The document contains a non-ASCII example. That's not a nit, but raises the question
if this document should be published as UTF-8 text. It would certainly help readability.
It occured to me that the normative reference to RFC5234 does not mention that this
RFC is also STD68. I don't know if this is something the author has to fix (references
are usually auto-generated and add the "STDxy" if appropriate; wondering why that
didn't happen here).
(12) Describe how the document meets any required formal review criteria, such as the MIB Doctor, media type, and URI type reviews.
The document did not have to go through MIB Doctor, Media Type, nor URI type reviews because it does not assign any of these.
(13) Have all references within this document been identified as either normative or informative?
(14) Are there normative references to documents that are not ready for advancement or are otherwise in an unclear state? If such normative references exist, what is the plan for their completion?
All normative references are issued RFCs.
(15) Are there downward normative references references (see RFC 3967)? If so, list these downward references to support the Area Director in the Last Call procedure.
The references to RFC2119 and RFC6365 are BCPs. I do not believe that to be problematic though.

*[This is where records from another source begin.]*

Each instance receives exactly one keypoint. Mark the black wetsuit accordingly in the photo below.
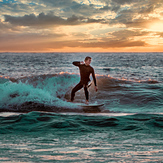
(85, 72)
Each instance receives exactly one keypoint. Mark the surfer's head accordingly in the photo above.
(88, 60)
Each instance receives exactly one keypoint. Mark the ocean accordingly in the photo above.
(37, 124)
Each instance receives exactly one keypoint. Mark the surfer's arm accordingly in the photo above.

(16) Will publication of this document change the status of any existing RFCs? Are those RFCs listed on the title page header, listed in the abstract, and discussed in the introduction? If the RFCs are not listed in the Abstract and Introduction, explain why, and point to the part of the document where the relationship of this document to the other RFCs is discussed. If this information is not in the document, explain why the WG considers it unnecessary.

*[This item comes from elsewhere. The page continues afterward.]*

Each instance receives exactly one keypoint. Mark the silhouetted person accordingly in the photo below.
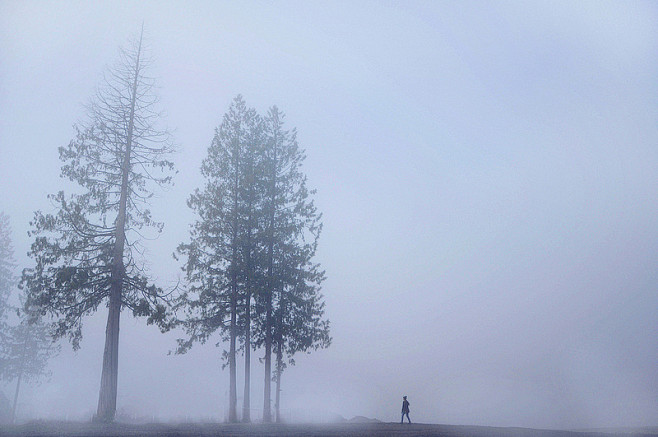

This document will obsolete RFC4282. This is reflected in the title page header, listed in the abstract, and discussed in the introduction (section 1.4).

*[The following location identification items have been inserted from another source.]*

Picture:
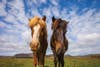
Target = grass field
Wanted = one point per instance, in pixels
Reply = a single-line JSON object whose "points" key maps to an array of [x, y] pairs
{"points": [[69, 62]]}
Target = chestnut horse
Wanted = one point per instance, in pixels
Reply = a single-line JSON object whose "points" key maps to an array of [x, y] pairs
{"points": [[59, 43], [39, 40]]}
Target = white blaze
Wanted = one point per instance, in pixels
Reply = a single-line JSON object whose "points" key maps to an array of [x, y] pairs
{"points": [[35, 37]]}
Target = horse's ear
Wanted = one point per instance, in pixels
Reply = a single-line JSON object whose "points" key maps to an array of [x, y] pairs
{"points": [[67, 22], [53, 19], [44, 18], [29, 19]]}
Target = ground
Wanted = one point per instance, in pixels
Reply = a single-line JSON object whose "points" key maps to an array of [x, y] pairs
{"points": [[69, 62]]}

(17) Describe the Document Shepherd's review of the IANA considerations section, especially with regard to its consistency with the body of the document. Confirm that all protocol extensions that the document makes are associated with the appropriate reservations in IANA registries. Confirm that any referenced IANA registries have been clearly identified. Confirm that newly created IANA registries include a detailed specification of the initial contents for the registry, that allocations procedures for future registrations are defined, and a reasonable name for the new registry has been suggested (see RFC 5226).
RFC4282 had an extensive section called IANA Considerations but which had no actual actions for IANA. The text has now been moved to its own section; and the IANA Considerations are empty. This is the intended state.
(18) List any new IANA registries that require Expert Review for future allocations. Provide any public guidance that the IESG would find useful in selecting the IANA Experts for these new registries.
There are no new IANA registries created by this document.
(19) Describe reviews and automated checks performed by the Document Shepherd to validate sections of the document written in a formal language, such as XML code, BNF rules, MIB definitions, etc.
I read and reviewed the BNFs, but did not verify them with an automated parser.